AWS has officially deprecated repository-level image scanning configurations and the PutImageScanningConfiguration API ( https://aws.amazon.com/blogs/containers/container-scanning-updates-in-amazon-ecr-private-registries-using-amazon-inspector/). However, a major misconception has arisen: scan-on-push is not dead at all.

What changed is where you configure it. AWS transitioned from a fragmented, repository-by-repository toggle to a centralized, registry-wide configuration. Here is how to upgrade your ECR infrastructure to the new registry-level scanning standard using Terraform.

The problem with the old way is that you had to explicitly tell every single repository to scan images upon delivery. In Terraform, it looked like this:

DEPRECATED APPROACH

resource "aws_ecr_repository" "react-app" {
  name = "microservice-20"
  # This block is deprecated and will trigger warnings
  image_scanning_configuration {
    scan_on_push = true
  }
}

If your organization has many microservices, let’s say 30 to 60, you have to copy-paste that image_scanning_configuration block 50 times. If a developer forgot to add it to a new repository, that container will go into production without being scanned for vulnerabilities.

The New Architecture: Centralized Registry Governance

AWS resolved this management headache by shifting the logic to the Private Registry level. Instead of configuring individual repositories, you now define global Scanning Filters. You write a single rule that says: “Automatically enable scan-on-push for every repository in this registry.” This ensures complete security coverage: any new repository created in the future inherits this rule automatically.

How to Fix It with Terraform
To adopt the new standard, you must delete the deprecated scanning blocks from your individual repository resources and deploy the aws_ecr_registry_scanning_configuration resource.

Step 1: Clean Up Your Repositories

Remove the image_scanning_configuration block entirely from your aws_ecr_repository resources:

CLEAN MODERN REPOSITORY

resource "aws_ecr_repository" "my_app" {
  name                 = "my-microservice"
  image_tag_mutability = "MUTABLE"
  
  # The scanning configuration is gone from here!
}

Step 2: Create the Global Registry Rule

Add the single global resource to your codebase.
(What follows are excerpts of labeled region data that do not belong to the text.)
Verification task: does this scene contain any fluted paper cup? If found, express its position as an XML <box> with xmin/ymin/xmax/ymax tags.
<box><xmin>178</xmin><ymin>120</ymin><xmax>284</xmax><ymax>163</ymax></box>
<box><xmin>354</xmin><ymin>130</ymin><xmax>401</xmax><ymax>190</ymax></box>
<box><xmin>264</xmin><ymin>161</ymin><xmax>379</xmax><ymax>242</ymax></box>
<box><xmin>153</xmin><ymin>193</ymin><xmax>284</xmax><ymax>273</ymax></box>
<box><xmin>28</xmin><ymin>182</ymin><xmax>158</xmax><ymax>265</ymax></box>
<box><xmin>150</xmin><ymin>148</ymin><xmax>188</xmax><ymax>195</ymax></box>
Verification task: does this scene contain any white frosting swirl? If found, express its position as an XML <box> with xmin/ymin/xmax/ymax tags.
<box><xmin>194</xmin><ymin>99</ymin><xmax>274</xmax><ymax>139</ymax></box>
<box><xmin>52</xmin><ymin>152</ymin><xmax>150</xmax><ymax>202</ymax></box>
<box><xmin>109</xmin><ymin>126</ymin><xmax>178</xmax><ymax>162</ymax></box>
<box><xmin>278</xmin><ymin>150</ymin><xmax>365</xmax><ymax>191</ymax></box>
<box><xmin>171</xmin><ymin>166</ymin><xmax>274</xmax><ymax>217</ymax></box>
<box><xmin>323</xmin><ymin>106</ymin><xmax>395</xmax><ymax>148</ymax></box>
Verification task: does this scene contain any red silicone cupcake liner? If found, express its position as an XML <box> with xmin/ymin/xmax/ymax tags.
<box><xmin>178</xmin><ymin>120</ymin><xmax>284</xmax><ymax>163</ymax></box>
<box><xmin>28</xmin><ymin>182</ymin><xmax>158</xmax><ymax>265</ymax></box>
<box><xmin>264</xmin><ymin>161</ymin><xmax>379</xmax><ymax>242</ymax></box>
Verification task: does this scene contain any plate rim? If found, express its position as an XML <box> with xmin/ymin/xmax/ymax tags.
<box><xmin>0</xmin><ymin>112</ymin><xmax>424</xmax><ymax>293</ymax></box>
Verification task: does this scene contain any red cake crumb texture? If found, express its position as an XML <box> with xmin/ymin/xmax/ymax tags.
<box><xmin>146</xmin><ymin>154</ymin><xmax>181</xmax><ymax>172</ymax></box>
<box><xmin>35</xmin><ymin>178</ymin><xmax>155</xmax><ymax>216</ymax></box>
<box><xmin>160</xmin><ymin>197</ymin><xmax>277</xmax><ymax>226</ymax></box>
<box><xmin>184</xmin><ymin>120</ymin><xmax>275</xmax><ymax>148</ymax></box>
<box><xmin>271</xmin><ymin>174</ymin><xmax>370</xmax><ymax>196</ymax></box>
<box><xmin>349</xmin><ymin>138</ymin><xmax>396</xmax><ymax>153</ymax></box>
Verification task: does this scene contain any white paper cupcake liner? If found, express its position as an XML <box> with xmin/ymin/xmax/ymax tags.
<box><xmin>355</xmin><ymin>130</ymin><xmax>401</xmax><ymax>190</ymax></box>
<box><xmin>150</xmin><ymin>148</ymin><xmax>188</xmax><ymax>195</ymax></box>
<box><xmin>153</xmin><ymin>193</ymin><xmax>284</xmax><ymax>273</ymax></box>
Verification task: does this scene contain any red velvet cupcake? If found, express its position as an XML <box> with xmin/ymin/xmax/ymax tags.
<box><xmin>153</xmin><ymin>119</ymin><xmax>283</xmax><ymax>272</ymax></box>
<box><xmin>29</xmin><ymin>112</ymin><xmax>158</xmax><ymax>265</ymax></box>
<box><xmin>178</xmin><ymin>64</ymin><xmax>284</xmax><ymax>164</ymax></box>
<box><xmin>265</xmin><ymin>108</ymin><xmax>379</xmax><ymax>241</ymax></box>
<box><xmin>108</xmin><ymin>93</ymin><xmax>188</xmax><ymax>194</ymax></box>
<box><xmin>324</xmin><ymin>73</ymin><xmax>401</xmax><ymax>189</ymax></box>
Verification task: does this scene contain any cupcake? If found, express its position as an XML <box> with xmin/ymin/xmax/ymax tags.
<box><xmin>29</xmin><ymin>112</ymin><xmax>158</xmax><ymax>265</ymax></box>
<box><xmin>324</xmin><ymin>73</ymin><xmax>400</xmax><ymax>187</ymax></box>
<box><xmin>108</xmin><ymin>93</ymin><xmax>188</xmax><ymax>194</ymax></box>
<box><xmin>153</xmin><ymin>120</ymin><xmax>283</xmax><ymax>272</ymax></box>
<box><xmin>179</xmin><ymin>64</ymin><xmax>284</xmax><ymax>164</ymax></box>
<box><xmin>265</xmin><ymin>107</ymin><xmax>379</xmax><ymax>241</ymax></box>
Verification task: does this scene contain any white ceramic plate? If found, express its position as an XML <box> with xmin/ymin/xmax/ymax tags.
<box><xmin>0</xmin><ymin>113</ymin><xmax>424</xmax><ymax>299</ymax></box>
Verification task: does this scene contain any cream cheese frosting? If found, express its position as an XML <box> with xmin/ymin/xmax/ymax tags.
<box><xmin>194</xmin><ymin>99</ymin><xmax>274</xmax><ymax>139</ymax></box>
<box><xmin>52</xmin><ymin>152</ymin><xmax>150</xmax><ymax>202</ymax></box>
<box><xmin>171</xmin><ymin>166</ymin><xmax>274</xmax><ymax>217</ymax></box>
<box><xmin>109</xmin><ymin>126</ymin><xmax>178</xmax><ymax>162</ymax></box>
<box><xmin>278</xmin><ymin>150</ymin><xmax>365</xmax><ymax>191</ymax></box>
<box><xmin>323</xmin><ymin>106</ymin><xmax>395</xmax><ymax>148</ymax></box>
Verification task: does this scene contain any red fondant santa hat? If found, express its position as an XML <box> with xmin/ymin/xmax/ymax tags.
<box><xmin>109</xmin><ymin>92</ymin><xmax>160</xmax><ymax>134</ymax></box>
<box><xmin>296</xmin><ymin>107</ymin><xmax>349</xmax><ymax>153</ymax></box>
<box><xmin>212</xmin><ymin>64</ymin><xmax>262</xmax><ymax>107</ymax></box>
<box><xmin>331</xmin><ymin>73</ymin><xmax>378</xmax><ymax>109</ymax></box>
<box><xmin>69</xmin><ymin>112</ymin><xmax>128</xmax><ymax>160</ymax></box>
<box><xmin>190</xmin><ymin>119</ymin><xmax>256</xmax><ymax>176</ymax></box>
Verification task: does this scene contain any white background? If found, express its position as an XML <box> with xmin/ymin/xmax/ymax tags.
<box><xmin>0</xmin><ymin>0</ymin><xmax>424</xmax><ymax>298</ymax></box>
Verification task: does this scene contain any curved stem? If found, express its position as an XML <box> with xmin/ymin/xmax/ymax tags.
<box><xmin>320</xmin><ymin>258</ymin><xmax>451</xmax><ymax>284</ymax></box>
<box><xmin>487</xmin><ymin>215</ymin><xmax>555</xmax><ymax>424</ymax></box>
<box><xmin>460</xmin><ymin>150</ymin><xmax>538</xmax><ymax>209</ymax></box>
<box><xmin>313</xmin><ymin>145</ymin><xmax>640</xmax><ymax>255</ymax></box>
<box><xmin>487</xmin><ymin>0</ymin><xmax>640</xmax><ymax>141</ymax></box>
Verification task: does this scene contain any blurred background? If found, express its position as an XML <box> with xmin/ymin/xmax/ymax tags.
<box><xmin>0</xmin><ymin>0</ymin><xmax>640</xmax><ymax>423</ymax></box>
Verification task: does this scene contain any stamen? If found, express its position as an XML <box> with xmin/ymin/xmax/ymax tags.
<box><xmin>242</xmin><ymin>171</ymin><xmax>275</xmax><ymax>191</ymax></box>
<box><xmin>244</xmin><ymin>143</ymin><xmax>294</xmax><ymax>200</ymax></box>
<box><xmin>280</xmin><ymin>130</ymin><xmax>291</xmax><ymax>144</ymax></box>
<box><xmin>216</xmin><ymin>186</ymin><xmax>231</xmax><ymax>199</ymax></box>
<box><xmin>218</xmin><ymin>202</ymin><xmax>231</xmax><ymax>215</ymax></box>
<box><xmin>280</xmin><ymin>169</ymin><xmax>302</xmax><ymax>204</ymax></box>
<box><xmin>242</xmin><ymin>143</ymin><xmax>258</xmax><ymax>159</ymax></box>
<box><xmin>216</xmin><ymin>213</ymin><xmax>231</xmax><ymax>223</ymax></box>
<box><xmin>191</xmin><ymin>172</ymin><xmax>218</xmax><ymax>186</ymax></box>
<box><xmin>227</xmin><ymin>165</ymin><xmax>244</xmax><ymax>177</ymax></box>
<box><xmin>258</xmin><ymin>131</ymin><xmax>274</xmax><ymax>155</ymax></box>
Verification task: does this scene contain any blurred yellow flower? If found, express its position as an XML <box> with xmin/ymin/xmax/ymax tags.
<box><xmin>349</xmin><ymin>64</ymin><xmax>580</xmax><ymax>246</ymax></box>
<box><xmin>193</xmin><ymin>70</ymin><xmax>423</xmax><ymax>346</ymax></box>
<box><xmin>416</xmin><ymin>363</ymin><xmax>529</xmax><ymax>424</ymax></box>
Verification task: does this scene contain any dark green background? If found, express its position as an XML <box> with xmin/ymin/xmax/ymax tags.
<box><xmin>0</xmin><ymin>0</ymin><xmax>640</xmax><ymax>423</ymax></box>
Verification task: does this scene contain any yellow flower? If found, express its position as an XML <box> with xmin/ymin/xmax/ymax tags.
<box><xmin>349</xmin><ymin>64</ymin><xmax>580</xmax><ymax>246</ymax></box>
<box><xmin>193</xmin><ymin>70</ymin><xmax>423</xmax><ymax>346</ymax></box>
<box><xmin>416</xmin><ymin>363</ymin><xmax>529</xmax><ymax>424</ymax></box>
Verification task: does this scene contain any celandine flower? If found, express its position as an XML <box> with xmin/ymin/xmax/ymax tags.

This configuration implements the free Basic scanning tier and applies a wildcard (*) filter to automatically scan every single repository on push.

NEW REGISTRY-LEVEL SCANNING

resource "aws_ecr_registry_scanning_configuration" "global_scanning" {
  scan_type = "BASIC"
  rule {
    scan_frequency = "SCAN_ON_PUSH"
    repository_filter {
      filter      = "*"
      filter_type = "WILDCARD"
    }
  }
}

Note: If your team or organisation requires continuous scanning and programming language package vulnerability checks (npm, pip, bundler), you can change scan_type to ENHANCED, which integrates with Amazon Inspector, but note that this isn’t free, I mean, using the ENHANCED scanning.

Summary

By migrating your configuration to the registry level, you eliminate repetitive code, remove noisy deprecation warnings from your Terraform plans, and guarantee that no container image bypasses your security checks. In my upcoming articles, I will be writing about configuring the manual and scan-on-push with Terraform, AWS CLI, and through the console

Thank you for reading all through. I know this is not as long as other articles, but this is just like a preamble to the coming articles on ECR Image Scanning. It was nice writing here again. See you later. Cheers!!!!